On 10/5/2018 10:32 AM, Matthew Flatt wrote:
At Fri, 5 Oct 2018 15:36:04 +0200, Paulo Matos wrote: > Again, I am
really surprised that you mention that places are not > separate
processes. Documentation does say they are separate racket > virtual
machines, how is this accomplished if not by using separate >
processes? Each place is an OS thread within the Racket process. The
virtual machine is essentially instantiated once in each thread, where
things that look like global variables at the C level are actually
thread-local variables to make them place-specific. Still, there is
some sharing among the threads. > My workers are really doing Z3 style
work - number crushing and lots of > searching. No IO (writing to
disk) or communication so I would expect > them to really max out all
CPUs. My best guess is that it's memory-allocation bottlenecks,
probably at the point of using mmap() and mprotect(). Maybe things
don't scale well beyond the 4-core machines that I use. On my
machines, the enclosed program can max out CPU use with system time
being a small fraction. It scales ok from 1 to 4 places (i.e., real
time increased only some). The machine's core are hyperthreaded, and
the example maxes out CPU utilization at 8 --- but it takes twice as
long in real time, so the hardware threads don't help much in this
case. Running two processes with 4 places takes about the same real
time as running one process with 8 places, as does 2 processes with 2
places. Do you see similar effects, or does this little example stop
scaling before the number of processes matches the number of cores?
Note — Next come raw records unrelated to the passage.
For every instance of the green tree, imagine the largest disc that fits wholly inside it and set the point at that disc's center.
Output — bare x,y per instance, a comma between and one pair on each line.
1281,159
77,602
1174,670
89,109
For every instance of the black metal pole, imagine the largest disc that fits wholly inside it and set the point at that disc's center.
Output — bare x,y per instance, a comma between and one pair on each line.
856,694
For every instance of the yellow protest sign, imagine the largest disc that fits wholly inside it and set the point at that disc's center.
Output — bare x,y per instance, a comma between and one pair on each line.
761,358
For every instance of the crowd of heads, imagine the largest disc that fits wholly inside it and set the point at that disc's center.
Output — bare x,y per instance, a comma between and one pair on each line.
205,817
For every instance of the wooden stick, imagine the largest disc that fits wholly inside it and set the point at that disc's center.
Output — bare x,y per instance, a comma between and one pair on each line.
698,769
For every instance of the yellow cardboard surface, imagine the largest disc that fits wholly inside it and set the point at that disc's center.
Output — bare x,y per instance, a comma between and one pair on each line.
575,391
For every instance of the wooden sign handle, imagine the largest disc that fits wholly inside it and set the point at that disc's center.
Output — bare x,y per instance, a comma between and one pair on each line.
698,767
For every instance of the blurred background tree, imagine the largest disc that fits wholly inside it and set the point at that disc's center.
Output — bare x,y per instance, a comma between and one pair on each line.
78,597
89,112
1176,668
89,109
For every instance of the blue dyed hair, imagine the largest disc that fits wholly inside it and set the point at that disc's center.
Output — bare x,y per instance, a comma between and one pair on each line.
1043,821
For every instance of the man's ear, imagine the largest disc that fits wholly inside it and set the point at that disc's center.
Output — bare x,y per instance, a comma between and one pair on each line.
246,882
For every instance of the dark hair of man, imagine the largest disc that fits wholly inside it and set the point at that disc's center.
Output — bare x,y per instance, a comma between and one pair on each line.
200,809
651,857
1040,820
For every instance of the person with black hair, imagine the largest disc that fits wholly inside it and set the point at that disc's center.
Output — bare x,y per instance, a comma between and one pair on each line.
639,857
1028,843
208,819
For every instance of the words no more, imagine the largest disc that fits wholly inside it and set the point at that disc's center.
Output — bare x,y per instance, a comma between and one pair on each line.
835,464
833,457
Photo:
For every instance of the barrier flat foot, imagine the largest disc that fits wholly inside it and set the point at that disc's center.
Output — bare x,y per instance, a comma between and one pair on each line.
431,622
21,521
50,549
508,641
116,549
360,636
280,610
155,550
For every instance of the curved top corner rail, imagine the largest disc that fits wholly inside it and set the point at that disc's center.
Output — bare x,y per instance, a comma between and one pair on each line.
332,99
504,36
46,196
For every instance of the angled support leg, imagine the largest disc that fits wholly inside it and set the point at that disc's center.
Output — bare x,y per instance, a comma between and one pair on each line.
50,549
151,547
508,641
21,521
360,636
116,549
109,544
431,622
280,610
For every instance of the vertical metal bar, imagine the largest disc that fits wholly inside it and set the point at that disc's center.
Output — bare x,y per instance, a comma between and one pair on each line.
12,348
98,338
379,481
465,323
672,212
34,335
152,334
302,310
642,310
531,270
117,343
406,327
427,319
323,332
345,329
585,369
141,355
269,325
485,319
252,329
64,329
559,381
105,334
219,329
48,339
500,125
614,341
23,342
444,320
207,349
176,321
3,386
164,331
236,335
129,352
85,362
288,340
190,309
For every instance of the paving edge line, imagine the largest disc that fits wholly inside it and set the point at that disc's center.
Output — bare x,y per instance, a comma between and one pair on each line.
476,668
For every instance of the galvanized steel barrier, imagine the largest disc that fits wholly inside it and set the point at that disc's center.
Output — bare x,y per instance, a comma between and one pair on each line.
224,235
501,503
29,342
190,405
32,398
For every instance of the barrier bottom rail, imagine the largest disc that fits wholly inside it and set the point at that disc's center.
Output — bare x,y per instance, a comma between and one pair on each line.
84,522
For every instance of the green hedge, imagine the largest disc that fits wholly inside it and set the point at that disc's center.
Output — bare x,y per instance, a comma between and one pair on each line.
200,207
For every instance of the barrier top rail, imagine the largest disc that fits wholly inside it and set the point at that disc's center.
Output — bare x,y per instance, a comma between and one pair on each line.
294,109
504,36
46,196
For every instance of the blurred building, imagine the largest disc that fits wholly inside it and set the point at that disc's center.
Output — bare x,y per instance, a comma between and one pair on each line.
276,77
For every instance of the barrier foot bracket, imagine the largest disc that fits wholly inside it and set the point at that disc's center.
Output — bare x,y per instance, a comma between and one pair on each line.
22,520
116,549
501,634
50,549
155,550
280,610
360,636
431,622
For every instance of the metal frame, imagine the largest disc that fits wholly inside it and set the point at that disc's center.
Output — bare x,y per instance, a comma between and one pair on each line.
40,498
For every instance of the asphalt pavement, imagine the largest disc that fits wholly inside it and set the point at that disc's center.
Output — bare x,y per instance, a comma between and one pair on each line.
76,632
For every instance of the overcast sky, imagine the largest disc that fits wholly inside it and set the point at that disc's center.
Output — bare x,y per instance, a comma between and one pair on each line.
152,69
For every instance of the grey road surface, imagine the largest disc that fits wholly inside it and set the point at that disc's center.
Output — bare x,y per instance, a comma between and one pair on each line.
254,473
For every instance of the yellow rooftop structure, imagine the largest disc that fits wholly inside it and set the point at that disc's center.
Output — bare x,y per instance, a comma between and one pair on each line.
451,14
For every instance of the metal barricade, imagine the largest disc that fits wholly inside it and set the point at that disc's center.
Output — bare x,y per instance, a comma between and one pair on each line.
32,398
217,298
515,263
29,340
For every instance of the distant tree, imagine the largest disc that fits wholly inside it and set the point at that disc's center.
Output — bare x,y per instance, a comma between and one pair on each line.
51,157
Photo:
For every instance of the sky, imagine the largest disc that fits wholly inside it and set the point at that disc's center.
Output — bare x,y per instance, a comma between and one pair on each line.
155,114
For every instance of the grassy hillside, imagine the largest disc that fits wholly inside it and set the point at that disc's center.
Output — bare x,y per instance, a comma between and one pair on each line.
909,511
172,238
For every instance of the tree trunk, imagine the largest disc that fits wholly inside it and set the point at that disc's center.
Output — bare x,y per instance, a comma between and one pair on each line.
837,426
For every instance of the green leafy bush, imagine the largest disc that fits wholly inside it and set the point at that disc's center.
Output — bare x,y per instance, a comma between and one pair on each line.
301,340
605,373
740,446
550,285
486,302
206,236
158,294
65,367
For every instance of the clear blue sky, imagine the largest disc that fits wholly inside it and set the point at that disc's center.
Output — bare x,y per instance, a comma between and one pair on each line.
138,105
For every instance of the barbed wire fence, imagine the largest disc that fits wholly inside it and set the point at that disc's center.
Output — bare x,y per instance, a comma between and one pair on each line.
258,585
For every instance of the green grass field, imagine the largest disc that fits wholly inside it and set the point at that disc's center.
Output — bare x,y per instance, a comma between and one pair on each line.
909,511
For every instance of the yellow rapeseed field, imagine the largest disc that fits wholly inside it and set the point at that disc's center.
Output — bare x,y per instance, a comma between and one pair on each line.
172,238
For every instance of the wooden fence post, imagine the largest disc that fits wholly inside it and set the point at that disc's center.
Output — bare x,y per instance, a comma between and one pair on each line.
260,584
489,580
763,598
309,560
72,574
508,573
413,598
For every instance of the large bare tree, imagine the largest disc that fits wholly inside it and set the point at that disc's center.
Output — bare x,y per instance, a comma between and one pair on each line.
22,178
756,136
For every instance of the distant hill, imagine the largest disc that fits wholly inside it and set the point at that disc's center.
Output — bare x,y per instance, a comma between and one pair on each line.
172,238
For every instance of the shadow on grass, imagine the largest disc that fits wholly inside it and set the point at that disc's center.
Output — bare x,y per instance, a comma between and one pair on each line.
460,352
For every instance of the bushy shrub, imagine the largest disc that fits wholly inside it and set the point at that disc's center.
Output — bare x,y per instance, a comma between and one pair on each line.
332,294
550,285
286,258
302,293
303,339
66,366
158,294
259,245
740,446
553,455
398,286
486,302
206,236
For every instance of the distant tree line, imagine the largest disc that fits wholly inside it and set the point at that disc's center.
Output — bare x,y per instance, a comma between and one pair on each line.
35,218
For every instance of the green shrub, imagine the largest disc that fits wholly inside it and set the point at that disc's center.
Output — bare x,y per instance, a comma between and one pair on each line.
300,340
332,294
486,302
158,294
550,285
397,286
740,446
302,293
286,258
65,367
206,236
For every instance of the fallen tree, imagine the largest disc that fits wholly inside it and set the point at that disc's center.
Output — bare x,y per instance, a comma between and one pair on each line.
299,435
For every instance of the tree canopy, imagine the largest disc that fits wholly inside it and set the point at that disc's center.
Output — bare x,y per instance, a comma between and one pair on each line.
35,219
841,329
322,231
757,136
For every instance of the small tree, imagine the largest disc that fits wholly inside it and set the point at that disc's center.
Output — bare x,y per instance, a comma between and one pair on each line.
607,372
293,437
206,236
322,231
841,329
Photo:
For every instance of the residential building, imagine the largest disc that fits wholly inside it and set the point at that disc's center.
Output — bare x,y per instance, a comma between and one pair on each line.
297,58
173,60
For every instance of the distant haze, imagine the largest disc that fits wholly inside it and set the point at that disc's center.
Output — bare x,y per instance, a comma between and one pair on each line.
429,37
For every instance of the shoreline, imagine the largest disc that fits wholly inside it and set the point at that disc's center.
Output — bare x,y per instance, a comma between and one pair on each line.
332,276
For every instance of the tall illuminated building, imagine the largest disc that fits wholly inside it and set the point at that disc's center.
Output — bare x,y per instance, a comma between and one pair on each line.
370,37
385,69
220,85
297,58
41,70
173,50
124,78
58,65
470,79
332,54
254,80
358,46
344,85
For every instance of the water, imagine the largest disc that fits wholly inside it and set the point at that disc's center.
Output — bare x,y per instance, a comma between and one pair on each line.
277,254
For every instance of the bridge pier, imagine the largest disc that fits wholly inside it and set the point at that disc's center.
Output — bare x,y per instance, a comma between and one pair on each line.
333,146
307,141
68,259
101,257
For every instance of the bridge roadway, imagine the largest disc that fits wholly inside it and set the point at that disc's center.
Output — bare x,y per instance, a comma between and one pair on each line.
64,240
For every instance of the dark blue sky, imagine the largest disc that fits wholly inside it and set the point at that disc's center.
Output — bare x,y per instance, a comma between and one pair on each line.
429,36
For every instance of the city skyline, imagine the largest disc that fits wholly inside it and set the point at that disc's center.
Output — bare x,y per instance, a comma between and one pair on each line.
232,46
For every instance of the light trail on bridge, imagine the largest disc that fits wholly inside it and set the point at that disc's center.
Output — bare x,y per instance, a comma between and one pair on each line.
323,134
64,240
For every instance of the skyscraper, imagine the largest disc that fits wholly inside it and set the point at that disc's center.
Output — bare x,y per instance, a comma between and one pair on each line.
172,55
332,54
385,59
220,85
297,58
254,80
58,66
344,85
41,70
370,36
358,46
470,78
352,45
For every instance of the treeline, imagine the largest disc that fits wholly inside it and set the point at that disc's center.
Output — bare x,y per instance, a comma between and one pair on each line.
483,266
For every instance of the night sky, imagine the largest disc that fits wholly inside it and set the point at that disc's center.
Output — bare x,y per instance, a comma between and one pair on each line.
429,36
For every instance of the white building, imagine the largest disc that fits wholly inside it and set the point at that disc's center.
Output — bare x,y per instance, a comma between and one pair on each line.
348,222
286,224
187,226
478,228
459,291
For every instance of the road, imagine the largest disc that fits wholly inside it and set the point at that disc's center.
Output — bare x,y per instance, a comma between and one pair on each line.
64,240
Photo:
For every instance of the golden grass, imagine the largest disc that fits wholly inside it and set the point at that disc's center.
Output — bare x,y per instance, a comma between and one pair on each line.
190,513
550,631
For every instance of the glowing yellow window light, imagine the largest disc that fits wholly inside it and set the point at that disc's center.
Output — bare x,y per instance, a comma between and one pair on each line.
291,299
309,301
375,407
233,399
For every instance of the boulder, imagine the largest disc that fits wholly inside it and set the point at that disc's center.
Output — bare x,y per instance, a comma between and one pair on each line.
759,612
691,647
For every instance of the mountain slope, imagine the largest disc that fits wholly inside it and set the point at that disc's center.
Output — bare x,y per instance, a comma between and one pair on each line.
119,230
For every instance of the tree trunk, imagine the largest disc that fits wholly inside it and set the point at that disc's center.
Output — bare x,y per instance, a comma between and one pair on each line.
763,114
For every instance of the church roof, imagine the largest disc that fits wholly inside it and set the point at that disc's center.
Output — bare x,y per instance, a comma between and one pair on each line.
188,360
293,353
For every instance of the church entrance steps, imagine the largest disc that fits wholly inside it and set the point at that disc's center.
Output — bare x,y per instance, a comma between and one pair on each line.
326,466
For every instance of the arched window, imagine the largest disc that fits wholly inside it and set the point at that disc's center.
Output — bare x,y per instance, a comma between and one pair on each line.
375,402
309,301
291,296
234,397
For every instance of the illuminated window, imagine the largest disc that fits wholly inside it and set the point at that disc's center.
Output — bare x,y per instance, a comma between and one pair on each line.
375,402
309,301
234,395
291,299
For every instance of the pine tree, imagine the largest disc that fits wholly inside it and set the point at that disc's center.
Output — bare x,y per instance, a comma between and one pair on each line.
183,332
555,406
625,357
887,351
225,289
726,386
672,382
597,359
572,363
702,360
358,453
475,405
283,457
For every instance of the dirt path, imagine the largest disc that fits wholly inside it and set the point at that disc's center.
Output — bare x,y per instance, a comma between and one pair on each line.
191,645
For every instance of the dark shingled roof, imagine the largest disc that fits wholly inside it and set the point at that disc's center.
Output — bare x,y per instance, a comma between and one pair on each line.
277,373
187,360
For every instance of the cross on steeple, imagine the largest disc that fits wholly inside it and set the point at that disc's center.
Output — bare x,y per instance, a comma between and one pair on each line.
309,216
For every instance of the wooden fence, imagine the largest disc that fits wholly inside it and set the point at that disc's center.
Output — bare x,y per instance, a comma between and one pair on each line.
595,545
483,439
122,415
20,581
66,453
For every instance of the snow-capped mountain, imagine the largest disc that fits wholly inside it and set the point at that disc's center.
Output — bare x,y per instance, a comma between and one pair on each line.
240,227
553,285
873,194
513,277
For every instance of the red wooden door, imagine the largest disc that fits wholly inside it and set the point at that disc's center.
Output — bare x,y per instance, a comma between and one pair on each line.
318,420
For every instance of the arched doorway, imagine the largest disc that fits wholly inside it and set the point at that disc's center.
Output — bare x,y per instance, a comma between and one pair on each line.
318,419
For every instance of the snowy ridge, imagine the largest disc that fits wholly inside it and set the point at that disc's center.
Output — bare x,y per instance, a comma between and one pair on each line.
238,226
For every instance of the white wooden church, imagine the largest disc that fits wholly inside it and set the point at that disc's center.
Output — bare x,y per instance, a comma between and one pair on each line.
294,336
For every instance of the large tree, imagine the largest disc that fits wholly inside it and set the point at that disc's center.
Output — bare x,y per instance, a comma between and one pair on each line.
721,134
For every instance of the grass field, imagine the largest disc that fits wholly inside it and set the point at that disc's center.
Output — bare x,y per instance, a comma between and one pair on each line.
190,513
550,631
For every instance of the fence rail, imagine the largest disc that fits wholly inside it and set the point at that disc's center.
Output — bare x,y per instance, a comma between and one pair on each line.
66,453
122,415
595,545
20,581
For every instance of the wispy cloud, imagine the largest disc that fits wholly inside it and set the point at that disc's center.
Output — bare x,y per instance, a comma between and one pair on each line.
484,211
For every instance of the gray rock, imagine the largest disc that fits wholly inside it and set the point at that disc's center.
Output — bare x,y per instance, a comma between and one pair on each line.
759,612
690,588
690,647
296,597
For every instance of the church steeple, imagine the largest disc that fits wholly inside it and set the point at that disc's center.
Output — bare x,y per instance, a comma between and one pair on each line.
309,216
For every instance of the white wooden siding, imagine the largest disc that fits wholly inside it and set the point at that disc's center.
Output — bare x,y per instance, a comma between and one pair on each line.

As Matthew said, this may be a case where multiple processes are better.
One thing that likely is vastly different between your two systems is
the memory architecture. On Paulo's many-core machine, each group of
[probably] 6 CPUs will have its own physical bank of memory which is
close to it and which it uses preferentially. Access to a different
bank may be very costly. Paulo's machine may be spending a much greater
percentage of time moving data between VM instances that are located in
different memory regions ... something Matthew can't see on his quad-core.
Paulo, you might take a look at how memory is being allocated [not sure
what tools you have for this] and see what happens if you restrict the
process to running on various groups of CPUs. It may be that some banks
of your memory are "closer" than others.